In Iraq, it will take time to overcome obstacles that have been decades in the making. The Iraqi people suffered under the regime of Saddam Hussein. Freedom was suppressed. Political opponents were imprisoned and murdered. Iraqi minorities, including Kurds, were attacked with chemical weapons. Oil resources were wasted as the regime spent money on weapons and luxuries for Saddam Hussein and his Baath party loyalists.
The remnants of that party are now trying to destroy the hopes of the Iraqi people, by destroying water and oil pipelines. Foreign terrorists, too, have entered Iraq.
But as U.S. Secretary of State Colin Powell says, “The forces of destruction of the tragic past will not stop us. Together with our allies and, most of all, together with the Iraqi people, we are undoing the disasters of Saddam Hussein’s misrule”:
“This is our single goal, our only goal, to allow the Iraqi people to regain sovereignty, but sovereignty based on democracy, sovereignty based on freedom, sovereignty based on peaceful existence with one’s neighbors."
Progress is being made in Iraq. Municipal and village councils are operating. The new Iraqi governing council has named a twenty-five member cabinet to lead Iraq’s ministries.
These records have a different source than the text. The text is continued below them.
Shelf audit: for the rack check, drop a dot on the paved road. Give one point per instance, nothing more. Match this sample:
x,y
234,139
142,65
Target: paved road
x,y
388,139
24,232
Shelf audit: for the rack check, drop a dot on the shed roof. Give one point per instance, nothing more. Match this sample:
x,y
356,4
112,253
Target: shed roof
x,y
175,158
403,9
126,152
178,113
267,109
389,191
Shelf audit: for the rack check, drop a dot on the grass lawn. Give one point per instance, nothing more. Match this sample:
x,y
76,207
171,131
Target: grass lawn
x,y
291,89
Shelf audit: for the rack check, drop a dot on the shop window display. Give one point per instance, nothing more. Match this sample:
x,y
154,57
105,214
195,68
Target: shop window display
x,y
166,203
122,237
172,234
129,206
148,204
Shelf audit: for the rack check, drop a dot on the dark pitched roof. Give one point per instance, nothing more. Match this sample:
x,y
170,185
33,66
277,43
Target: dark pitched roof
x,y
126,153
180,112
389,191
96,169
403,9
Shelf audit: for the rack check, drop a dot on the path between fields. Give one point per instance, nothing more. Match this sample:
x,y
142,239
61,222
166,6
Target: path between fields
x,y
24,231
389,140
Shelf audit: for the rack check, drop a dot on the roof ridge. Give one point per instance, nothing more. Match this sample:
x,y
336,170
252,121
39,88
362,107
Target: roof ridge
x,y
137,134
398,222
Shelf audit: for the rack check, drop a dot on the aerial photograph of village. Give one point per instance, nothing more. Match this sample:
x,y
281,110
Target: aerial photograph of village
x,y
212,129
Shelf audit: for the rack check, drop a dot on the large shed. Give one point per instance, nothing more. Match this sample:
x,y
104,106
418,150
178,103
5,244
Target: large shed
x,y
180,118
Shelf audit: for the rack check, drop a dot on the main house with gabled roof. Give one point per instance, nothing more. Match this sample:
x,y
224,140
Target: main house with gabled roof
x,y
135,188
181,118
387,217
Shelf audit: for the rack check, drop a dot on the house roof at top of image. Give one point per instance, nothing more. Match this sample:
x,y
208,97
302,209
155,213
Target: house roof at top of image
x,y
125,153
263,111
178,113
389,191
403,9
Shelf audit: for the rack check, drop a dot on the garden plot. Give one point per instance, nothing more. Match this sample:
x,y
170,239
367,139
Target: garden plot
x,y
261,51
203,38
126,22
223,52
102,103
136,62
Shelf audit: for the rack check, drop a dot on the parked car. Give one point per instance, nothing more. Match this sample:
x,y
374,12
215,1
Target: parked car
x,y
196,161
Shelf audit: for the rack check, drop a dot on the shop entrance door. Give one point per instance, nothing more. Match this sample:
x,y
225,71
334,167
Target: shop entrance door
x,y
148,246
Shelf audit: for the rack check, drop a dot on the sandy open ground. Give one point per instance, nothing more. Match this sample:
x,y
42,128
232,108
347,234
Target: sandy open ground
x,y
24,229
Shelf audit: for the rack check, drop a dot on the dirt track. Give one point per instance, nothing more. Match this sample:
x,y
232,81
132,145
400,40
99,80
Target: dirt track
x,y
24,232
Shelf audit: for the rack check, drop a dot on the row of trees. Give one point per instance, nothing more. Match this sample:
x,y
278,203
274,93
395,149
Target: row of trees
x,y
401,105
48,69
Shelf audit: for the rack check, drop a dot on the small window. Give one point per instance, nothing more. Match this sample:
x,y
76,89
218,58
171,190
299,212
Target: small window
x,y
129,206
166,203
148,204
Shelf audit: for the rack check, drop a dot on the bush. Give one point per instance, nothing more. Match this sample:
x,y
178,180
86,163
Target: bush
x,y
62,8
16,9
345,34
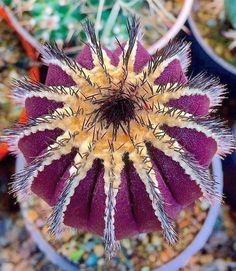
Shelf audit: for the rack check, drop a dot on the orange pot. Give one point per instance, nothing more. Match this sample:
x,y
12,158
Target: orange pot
x,y
33,72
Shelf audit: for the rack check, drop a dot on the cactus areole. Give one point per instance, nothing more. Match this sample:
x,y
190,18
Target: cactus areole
x,y
118,142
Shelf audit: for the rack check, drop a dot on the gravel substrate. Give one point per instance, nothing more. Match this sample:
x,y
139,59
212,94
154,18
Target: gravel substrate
x,y
19,253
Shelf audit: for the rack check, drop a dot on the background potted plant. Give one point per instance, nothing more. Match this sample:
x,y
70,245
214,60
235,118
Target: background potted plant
x,y
60,21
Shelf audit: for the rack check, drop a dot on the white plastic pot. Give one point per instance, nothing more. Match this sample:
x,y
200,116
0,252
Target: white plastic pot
x,y
173,265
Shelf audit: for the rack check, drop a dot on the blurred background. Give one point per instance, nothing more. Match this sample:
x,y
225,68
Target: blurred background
x,y
210,25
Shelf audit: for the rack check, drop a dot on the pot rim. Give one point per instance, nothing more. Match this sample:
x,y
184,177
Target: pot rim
x,y
174,264
219,60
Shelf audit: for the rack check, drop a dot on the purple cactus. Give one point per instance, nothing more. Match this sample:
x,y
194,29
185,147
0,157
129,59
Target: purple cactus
x,y
118,142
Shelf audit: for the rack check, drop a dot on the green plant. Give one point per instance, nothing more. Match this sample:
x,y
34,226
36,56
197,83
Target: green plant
x,y
60,20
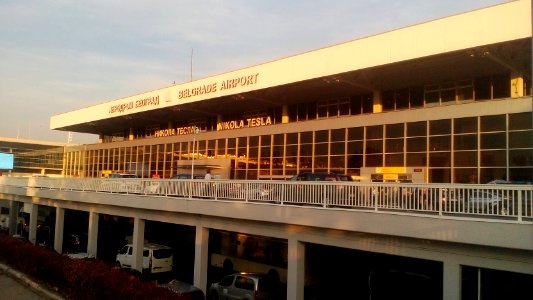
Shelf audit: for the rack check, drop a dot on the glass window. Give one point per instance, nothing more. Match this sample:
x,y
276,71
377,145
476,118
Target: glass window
x,y
439,143
394,160
465,142
492,123
394,130
338,135
356,133
374,132
465,125
440,127
416,159
495,158
306,137
520,121
321,136
521,139
417,129
465,158
375,146
439,159
493,140
393,145
417,144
Iraq’s infrastructure is being repaired and electrical power is returning. Iraq’s universities are open, as are its secondary schools. Iraq’s hospitals are again operational. Banks are once again making loans. There is a free press supported by paid advertisements. Of Iraq’s four-hundred courts, three-hundred are back in session. Approximately forty-six-thousand police have been hired, and another twenty-eight-thousand law-enforcement officers will be trained over the next eighteen months.
“Behind every statistic and every political accomplishment,” says Secretary of State Powell, “is something that is even more important, the end of fear, and a new spirit of freedom being born.”